The police report and video both showed that Locke was armed at the time—but while the police suggested he was aiming the firearm at officers, in the video the gun does not seem to be aimed at anyone. The video shows an officer firing three shots while Locke—still wrapped in a blanket—falls to the floor.
The report explaining the lack of charges on Wednesday claimed that the gun was in fact pointed at least generally toward the officer who fired the fatal shots.
“Video shows Mr. Locke under the blanket holding a firearm that was initially held parallel to the ground before being dropped to about a 45-degree angle, then being raised again in the direction of Officer Hanneman,” the report states.
Hanneman was previously placed on administrative leave per department policy. Absent federal intervention, he appeared to have ducked any kind of criminal liability, even if the prospect of a civil suit loomed.
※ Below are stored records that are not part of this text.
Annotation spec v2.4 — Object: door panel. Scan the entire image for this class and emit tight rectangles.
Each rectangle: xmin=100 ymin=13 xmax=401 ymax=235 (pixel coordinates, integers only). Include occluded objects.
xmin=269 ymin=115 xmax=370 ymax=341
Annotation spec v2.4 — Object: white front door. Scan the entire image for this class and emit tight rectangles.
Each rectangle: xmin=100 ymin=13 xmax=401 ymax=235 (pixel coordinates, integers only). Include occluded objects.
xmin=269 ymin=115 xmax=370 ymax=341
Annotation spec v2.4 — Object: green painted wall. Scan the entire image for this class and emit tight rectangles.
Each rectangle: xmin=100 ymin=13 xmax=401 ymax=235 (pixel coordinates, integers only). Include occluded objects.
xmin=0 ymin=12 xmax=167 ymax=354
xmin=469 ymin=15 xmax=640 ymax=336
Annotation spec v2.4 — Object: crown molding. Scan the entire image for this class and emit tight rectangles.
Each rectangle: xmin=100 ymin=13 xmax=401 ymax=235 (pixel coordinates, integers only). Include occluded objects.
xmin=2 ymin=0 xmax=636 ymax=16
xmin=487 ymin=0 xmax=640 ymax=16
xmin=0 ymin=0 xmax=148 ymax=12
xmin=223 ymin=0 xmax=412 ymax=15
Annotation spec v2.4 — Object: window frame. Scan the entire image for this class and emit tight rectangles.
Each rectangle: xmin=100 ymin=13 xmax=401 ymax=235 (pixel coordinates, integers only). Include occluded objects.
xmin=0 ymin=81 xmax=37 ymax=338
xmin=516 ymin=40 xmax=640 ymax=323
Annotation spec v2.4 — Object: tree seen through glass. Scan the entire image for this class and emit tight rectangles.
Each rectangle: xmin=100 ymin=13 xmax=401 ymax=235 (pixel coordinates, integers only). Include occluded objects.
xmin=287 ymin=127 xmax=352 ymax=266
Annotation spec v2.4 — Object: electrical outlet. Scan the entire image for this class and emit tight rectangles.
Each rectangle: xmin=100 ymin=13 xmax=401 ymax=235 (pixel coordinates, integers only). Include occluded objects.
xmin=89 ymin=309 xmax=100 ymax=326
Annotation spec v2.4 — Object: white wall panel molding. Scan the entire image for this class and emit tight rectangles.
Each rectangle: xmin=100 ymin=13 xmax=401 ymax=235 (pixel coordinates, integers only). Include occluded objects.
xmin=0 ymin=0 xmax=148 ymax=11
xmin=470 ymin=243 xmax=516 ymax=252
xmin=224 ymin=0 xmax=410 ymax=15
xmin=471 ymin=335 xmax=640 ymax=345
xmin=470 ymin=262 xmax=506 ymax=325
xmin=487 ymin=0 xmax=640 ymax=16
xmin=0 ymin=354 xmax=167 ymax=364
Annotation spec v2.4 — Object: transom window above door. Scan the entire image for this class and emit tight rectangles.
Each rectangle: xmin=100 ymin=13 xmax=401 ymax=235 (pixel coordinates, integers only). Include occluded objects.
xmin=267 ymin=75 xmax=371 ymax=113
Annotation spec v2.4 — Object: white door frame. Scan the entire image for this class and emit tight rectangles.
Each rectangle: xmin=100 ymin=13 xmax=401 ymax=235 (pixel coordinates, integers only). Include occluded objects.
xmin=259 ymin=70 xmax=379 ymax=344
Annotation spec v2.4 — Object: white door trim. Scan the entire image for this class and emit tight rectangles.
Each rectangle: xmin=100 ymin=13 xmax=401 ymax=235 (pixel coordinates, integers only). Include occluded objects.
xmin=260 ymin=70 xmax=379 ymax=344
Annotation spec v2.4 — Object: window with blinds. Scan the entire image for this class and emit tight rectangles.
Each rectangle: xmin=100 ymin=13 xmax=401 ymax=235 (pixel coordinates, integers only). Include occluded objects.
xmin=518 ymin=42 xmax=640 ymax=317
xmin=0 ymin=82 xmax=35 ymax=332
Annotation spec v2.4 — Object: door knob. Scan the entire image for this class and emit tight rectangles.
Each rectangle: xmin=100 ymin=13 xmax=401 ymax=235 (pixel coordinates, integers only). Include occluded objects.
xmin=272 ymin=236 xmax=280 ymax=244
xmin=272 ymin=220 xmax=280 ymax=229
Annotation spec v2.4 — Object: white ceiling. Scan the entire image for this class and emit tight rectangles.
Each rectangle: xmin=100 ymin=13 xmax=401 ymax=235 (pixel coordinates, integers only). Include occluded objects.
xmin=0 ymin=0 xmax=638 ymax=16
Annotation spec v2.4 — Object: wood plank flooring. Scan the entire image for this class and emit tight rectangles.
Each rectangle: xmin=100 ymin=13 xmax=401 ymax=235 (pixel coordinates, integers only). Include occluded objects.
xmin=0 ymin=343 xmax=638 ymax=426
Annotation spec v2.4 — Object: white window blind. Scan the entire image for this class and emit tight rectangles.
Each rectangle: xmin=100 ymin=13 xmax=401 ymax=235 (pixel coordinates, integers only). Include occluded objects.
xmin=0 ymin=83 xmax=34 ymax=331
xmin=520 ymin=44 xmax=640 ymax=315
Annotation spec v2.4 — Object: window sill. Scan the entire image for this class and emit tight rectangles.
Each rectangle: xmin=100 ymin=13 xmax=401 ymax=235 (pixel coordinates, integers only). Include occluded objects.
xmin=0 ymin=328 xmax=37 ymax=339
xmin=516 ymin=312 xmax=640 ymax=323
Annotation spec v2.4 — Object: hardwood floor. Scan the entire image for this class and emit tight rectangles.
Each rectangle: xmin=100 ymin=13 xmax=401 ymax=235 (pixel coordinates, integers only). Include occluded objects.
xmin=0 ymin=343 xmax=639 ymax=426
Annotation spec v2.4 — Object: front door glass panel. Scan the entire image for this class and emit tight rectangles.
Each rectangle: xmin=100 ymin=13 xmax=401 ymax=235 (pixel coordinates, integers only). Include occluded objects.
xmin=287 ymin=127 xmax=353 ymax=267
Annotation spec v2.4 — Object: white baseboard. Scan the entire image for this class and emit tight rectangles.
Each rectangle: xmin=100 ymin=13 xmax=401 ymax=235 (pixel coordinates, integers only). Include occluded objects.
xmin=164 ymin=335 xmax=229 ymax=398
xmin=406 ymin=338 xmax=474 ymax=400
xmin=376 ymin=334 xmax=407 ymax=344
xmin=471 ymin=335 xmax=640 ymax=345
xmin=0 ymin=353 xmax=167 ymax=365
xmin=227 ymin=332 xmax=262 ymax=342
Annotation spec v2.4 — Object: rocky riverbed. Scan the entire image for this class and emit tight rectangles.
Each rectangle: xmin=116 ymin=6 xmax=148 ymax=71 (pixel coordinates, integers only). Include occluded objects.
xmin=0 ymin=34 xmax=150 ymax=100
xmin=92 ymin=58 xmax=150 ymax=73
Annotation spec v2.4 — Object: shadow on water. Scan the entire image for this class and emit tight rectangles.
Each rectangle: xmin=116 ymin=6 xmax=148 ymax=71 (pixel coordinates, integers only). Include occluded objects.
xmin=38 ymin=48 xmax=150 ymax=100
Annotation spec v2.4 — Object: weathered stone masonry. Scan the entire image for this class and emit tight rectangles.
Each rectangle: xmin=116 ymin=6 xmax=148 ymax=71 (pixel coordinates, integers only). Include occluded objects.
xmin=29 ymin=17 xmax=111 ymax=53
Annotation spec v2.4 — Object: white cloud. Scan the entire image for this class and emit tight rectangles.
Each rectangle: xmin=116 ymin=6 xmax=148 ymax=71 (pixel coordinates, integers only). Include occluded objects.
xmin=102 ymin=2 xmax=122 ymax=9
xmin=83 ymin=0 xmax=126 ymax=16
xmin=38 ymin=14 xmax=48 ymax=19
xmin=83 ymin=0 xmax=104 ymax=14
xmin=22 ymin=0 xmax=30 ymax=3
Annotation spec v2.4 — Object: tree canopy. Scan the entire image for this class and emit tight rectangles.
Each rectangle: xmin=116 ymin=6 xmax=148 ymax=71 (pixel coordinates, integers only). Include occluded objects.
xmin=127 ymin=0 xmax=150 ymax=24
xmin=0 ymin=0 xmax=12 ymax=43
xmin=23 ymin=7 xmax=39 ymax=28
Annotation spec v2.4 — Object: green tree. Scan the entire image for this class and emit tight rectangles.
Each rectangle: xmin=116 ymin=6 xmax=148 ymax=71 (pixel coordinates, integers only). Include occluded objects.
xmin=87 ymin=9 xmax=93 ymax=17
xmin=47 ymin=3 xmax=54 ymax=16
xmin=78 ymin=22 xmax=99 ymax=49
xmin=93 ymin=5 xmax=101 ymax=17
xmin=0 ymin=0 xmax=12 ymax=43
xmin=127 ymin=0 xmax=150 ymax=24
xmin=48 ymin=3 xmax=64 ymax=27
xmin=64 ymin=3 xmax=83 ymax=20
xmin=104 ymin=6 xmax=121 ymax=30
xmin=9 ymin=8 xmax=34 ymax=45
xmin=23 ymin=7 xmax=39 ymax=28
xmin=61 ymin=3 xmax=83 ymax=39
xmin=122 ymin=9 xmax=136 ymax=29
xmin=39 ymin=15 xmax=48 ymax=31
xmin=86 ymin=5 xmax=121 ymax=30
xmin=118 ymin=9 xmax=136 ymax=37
“While the elements of at least one criminal offense could be proven beyond a reasonable doubt, the evidence cannot disprove any element of the authorized-use-of-deadly-force defense beyond a reasonable doubt," the report added. “We recognize that this decision may seem unfair, especially given the nature of the entry and the inability to know what Mr. Locke intended to do.”
The decision to not charge Hanneman comes despite his personally having previously been accused of police misconduct. In a federal civil rights lawsuit obtained by the Daily Beast, Hanneman was one of several cops accused of violating a man’s civil rights almost a decade ago.
The lawsuit states that Trevor Coon was stopped by a McLeod County deputy in December 2013 after he exited a car with a friend. Hanneman—still a Hutchinson, Minnesota, police officer at the time—was later called to the scene and conducted a field sobriety and drug recognition test without probable cause.
Although Coon passed all the tests, the 2014 lawsuit stated that Hanneman still searched his car for almost two hours, before eventually telling him to “get the fuck out of here.” Officers did not arrest or file any charges against Coon, but did impound his car. In 2015, Judge Richard Kyle ruled in Coon’s favor, ordering Hanneman and the other officers to pay him a total of $4,500.
While Coon previously told The Daily Beast he appreciated being contacted about Hanneman and his case, he did not wish to comment about the officer or Locke’s death. Hanneman’s lawyer on that case did not immediately respond to a request for comment Wednesday.
Court documents obtained by a local ABC affiliate also show that Hanneman illegally searched a man while executing a November 2020 search warrant in St. Paul, Minnesota. In that case, Hanneman was also accused of targeting someone who was not actually being sought by investigators.
According to a judge’s ruling, “The pat search of [the St. Paul man] was unconstitutional. Police were not… justified in searching [the man]” because he “was not referenced in the warrant.”
Hanneman was not disciplined by the Minneapolis Police Department for that incident.